# First Post Wade Report 4/22 Arroyo City



## revsigns (Apr 10, 2013)

Hey everyone, this is my first post on 2cool! I am a fairly active member on TKF and now I'm venturing into the 2cool world. Here we go.

Something really cool happened yesterday that I had not experienced yet. So.... I took my buddy with me out of the Arroyo. We went to a favorite spot of mine to do some wade fishing. (North East of Duncan House) We jumped out and waded for about 1 hour with not a single bite, except a skip jack but I don't count that. We loaded up and moved about 100 yards to fish a little bit different structure. Again, no bites...moved once more and after 10 minutes wading we deemed it dead water and hopped back on.

We arrive at our 4th stop and we drop in. we get about 50 yards from the boat and my buddy hooks up! I miss a bite simultaneously. As he strings his keeper I get a good strike and land a 20" trout. In the next 30 minutes we moved about 20-30 feet and each got our limit of trout! I had never sat on one spot and strung 5 trout. Also smallest was 17" and biggest was 22"! We let a couple small 15's go and a few other dinks as well. We caught about 30 trout in that amount of time. We left them biting to go look for reds in rattlesnake, but nada! 

All were caught with Kelley Wigglers lures. Pumpkinseed/chart paddle tail, sand/chart ball tail shad and red/white ball tail shad (most productive was red/white).

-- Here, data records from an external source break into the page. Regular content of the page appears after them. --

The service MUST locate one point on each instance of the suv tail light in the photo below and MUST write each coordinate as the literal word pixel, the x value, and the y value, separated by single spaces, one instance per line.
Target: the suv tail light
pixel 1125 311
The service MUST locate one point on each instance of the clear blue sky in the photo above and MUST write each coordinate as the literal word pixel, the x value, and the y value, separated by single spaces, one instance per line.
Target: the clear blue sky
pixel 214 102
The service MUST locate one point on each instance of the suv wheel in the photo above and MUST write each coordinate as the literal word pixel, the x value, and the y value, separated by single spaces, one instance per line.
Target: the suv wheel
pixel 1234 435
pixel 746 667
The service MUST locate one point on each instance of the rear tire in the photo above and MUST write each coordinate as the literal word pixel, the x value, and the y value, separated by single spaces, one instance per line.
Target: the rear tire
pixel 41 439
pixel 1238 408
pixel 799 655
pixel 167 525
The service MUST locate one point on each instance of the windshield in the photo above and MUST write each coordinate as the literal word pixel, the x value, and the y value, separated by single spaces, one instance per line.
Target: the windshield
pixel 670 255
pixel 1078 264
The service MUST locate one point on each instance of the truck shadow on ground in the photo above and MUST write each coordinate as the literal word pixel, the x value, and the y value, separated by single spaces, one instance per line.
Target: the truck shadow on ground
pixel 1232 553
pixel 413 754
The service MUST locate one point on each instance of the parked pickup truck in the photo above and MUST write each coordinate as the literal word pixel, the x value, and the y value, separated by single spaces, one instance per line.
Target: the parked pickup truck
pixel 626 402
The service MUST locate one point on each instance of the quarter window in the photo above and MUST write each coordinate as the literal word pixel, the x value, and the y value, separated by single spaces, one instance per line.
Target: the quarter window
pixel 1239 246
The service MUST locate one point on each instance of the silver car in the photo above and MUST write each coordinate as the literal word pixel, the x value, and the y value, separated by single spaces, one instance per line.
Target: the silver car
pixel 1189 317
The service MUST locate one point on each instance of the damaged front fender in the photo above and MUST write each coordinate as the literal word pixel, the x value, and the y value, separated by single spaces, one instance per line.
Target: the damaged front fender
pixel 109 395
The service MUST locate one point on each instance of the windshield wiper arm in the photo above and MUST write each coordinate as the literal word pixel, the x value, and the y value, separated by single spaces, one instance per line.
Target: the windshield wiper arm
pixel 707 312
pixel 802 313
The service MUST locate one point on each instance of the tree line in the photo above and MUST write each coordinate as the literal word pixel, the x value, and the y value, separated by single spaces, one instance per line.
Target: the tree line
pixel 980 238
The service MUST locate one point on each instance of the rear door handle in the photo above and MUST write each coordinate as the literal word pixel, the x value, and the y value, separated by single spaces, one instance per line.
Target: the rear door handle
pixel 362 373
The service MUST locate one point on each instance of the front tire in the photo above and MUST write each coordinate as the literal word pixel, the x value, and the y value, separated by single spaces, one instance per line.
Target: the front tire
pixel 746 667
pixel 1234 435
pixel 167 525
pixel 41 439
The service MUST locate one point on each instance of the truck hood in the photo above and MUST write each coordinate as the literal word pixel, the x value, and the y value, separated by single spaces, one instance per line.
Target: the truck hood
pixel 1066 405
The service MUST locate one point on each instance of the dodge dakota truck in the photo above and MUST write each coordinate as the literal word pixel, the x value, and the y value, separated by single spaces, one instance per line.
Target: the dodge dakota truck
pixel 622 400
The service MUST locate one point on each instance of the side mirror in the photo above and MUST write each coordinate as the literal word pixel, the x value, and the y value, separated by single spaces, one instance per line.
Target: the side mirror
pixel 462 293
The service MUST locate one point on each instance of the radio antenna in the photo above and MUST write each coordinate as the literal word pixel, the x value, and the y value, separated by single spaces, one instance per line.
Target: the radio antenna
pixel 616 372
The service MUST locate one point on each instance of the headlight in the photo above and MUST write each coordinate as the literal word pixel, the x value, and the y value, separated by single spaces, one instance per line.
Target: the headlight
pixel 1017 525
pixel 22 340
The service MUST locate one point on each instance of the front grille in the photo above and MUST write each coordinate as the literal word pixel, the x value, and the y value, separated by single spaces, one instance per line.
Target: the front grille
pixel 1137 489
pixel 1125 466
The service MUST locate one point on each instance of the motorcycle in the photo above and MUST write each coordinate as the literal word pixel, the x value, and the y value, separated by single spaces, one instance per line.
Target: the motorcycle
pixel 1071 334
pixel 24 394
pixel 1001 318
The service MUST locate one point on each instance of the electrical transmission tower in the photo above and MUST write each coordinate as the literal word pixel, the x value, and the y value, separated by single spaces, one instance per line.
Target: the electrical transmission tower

Definitely a great experience!

Aaron

P.S. I'll post pics as soon as I can figure out how.


----------



## troutless (Feb 17, 2006)

Congrats on your limits, and welcome to the site.


----------



## CulturedHick (Jun 11, 2011)

Welcome to 2Cool! Sounds like you had a great trip!!


----------



## trophytroutman (Mar 21, 2009)

Congrats and welcome.


----------



## revsigns (Apr 10, 2013)

Thanks! I'm glad I found this wading section. It's mostly the only form of fishing I do now.


----------



## revsigns (Apr 10, 2013)

Think I figured out how to upload pics!















cs!


----------